Step 3 — Fetch User Data

Use the Access Token to retrieve the authenticated user's profile:

GET /o/userinfo
Authorization: Bearer YOUR_ACCESS_TOKEN
{
  "sub": "3f2a1b4c-...",
  "name": "Jane Doe",
  "email": "jane@example.com",
  "picture": "https://example.com/avatar.jpg"
}

Step 4 — Refresh Tokens

Access tokens expire after 1 hour.

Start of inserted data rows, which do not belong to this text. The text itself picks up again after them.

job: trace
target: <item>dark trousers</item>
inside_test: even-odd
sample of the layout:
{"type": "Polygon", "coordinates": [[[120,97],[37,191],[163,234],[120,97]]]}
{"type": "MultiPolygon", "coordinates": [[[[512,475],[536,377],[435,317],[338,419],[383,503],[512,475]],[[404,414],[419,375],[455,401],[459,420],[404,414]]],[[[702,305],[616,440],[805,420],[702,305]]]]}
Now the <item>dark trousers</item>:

If you requested the offline_access scope, use the Refresh Token to get a new Access Token without prompting the user again:

POST /o/token
Content-Type: application/json

{
  "grant_type": "refresh_token",
  "refresh_token": "YOUR_REFRESH_TOKEN",
  "client_id": "YOUR_CLIENT_ID",
  "client_secret": "YOUR_CLIENT_SECRET"
}

Endpoints Reference

Endpoint Method Description
/.well-known/openid-configuration GET OIDC Discovery document — all endpoints and supported configurations.
/o/certs GET JSON Web Key Set (JWKS) used to verify JWT signatures.
/o/authorization GET Authorization endpoint — users log in and grant consent here.
/o/token POST Exchanges authorization codes or refresh tokens for active tokens.
/o/userinfo GET Returns user profile data. Requires a valid Bearer token.

Scopes & Tokens

Supported Scopes

  • openid — Required for OIDC. Verifies the user's identity.
  • email — Access the user's email address.
  • profile — Access the user's name and profile picture.
  • offline_access — Issues a Refresh Token for long-lived access.

Token Types

All JWTs are signed with RS256. Verify their authenticity using the public keys at /o/certs.
  • Access Token — A stateless JWT valid for 1 hour. Contains client_id, sub (user ID), and granted scopes. For first-party apps, also set as an HttpOnly secure cookie.
  • ID Token — An OIDC-compliant JWT with identity claims like email and name.
  • Refresh Token — An opaque string with a longer lifetime. Store it securely in your backend only.